Bev at the wheel of the Challenge Yacht

So with that we felt we had enough tuition to get started, the next steps were to organise a boat and get some experience in by chartering.

We never did join the Blue Water Rally. The year we went they had put up the fees quite significantly and I thought we could better use that money to help fund our trip. Later we did meet up with some participants in the rally who had been smashed by the weather getting down from Gibraltar to Tenerife. One of the disadvantages of a Rally are that it tends to dictate the timing of your voyages and that can mean not waiting for the best weather window.

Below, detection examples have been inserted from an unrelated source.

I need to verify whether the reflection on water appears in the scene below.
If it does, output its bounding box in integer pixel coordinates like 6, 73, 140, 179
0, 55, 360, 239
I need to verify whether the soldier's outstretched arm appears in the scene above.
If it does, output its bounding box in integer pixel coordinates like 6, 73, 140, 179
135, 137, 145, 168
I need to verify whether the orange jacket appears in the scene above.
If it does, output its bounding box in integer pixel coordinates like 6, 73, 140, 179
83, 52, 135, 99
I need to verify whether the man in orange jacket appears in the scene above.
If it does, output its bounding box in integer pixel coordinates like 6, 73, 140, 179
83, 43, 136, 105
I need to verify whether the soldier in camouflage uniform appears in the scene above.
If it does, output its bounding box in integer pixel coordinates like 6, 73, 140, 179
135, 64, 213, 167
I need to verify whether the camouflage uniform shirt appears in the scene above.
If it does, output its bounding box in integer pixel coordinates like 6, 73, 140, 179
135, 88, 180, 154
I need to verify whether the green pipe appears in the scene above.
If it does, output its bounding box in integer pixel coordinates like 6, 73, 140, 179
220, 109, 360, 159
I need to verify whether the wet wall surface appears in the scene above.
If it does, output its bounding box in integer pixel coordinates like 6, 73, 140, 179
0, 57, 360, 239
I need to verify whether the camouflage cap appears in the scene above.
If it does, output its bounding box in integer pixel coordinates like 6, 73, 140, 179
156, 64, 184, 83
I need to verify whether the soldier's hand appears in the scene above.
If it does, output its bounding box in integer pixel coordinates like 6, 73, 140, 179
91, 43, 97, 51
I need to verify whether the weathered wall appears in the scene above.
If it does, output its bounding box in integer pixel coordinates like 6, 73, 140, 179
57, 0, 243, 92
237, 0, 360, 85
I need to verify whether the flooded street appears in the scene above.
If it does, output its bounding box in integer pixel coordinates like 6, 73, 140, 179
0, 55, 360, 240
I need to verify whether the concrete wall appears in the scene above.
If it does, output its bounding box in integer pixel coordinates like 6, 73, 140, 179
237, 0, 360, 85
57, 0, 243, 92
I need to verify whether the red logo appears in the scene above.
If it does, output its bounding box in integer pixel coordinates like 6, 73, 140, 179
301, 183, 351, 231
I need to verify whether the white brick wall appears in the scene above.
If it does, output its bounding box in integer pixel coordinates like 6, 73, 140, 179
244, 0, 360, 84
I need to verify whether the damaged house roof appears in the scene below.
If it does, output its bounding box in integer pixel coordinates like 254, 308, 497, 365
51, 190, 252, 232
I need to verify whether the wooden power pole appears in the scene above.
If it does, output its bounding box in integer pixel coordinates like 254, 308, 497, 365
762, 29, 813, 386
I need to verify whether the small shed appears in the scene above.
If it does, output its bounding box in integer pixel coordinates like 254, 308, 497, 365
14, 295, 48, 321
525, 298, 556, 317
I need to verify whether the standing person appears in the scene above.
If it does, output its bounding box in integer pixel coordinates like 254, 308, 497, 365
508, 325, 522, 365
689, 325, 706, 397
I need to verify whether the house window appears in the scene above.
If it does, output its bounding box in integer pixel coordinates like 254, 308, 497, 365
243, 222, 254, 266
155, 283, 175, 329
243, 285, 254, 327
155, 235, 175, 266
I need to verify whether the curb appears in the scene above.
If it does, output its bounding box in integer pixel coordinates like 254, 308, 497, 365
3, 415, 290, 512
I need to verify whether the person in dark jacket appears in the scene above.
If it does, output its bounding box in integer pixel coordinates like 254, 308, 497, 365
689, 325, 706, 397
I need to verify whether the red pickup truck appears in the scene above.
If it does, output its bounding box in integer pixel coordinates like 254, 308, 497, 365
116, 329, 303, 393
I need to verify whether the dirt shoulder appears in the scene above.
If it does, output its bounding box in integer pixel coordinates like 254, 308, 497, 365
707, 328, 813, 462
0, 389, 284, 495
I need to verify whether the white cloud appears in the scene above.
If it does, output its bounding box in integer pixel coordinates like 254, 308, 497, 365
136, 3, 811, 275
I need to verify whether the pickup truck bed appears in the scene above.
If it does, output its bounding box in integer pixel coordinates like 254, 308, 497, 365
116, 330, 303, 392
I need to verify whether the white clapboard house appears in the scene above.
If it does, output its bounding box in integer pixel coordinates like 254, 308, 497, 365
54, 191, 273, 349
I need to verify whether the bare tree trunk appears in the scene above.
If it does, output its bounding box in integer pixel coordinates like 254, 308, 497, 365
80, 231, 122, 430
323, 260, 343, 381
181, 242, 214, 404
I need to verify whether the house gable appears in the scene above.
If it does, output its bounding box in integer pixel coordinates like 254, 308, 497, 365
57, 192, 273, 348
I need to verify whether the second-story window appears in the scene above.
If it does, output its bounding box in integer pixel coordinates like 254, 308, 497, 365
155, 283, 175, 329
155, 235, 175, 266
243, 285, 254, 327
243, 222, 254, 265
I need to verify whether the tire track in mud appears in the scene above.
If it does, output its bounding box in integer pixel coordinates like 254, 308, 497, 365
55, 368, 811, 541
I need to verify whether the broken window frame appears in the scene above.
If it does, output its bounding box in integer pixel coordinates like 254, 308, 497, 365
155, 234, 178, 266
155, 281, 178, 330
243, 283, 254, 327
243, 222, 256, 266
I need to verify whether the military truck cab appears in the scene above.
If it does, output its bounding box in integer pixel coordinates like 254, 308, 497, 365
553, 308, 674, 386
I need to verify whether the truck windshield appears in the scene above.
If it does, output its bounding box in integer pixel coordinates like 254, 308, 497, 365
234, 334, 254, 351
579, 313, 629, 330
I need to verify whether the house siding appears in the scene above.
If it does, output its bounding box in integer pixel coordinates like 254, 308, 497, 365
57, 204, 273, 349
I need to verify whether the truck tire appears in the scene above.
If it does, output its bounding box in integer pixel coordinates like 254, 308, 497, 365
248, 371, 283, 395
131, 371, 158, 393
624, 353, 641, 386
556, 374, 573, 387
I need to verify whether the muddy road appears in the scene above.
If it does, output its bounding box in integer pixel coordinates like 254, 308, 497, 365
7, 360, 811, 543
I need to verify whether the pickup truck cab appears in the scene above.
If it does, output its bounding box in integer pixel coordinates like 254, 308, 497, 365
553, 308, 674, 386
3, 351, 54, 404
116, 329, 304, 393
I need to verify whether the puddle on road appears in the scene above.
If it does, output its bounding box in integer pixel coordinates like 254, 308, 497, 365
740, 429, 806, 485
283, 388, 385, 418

We still had to decide on a boat though. I had read something about catamarans being an option, but most of the quite conservative press was against the idea. Catamarans are just as stable upside down" and "what you need is a heavy displacement, long keel steel boat" seemed to be the going wisdom. Of course there was the counter argument that catamarans don't sink if you hit something. Most telling for me though, was that Bev was prone to sea-sickness and I thought this might be a problem healed over on a monohull for weeks at a time. I had also noticed that catamarans allowed for some creature comforts like big showers and washing machines which I thought might help keep Bev onboard with the plan.

So we went to a Prout open day at Canvey Island. Prout were once one of the most prolific catamaran builders. They had one of their new 38s on display and also an older Snowgoose 37. I liked the 38, but was worried that the price was too high for our budget.

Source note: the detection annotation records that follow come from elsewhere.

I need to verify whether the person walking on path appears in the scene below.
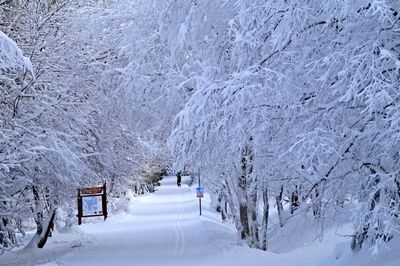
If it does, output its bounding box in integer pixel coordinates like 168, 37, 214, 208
176, 171, 182, 187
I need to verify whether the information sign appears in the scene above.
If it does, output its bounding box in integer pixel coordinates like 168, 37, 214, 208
196, 187, 204, 198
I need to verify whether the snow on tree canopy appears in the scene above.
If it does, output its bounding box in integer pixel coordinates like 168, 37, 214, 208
0, 31, 33, 74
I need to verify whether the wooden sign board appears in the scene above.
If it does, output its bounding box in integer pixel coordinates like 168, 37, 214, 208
77, 182, 107, 224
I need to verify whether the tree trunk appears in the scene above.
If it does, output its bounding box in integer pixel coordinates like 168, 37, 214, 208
37, 209, 56, 248
259, 189, 269, 250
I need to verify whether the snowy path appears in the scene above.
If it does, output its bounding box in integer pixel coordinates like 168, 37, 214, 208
0, 177, 400, 266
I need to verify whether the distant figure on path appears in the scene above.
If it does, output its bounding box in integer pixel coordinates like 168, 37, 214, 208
176, 171, 182, 187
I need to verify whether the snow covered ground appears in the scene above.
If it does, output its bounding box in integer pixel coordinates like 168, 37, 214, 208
0, 177, 400, 266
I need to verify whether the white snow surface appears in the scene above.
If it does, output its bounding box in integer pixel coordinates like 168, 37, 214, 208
0, 177, 400, 266
0, 31, 33, 75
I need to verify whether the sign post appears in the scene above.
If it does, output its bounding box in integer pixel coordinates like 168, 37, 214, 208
196, 175, 204, 216
77, 182, 108, 225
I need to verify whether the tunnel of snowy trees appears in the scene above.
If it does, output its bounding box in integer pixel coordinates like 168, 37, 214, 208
0, 0, 400, 258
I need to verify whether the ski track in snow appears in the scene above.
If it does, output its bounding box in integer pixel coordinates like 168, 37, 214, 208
0, 177, 400, 266
173, 186, 185, 256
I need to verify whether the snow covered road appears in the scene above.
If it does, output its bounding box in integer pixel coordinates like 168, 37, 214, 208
4, 177, 399, 266
0, 177, 266, 266
51, 177, 266, 266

Across the  harbour I spotted a catamaran that looked like the helmet of a Cylon from Battlestar Gallactica. Its was a Fountaine-Pajot. Unfortunately it was privately owned and I was not able to look inside, but we decided to take a closer look at the next opportunity which was the Southampton boat show.

We booked into Southampton for a weekend at the boat show. I have been to boat shows now all over the world, including the US, Germany, Australia and New Zealand and I never get tired of them. At Southampton we looked seriously at the Hallberg Rassy 43, Jeanneau 43DS (ironically we later bought a smaller version of this), Beneteau 423 and the Fountaine-Pajot Belize 43. We nearly had our head turned by the Bavaria 44 which was selling like hotcakes for an incredible price of just 88,000 pounds.

But the Belize carried the day, we were to have a bit of a rude shock at how much more the "sailaway" price is for a new boat compared with the advertised price, often 25-33% more, but I rationalised that I would have the yard fit any of the stuff that was structural and I could save money by sourcing and fitting electronics and other equipment ourselves. This turned out to be a godsend as we found out later.

So with that we organised to go to La Rochelle to see the factory and have a trial sail.

We met with Carl, the UK distributor, and some other prospective clients in La Rochelle for the factory tour. It was very impressive and a more like a car production line than the more hand crafted build I had heard about at other yards. This gave me some confidence in the consistency and quality of their product.

Unfortunately on the first evening in La Rochelle I spent a bit too much time at La Vague pub with my new friend Gerard drinking Kronenbourg 1664. The next morning I was a mess. I had been so looking forward to the trial sail, but as it was I could barely stand up. Somehow I pulled myself together and we had great wind to show the boat off to its best.

Hangover on trial sail

Money changed hands for a deposit and we were then into a 14 month lead time to get our new boat. Handover in June 2003.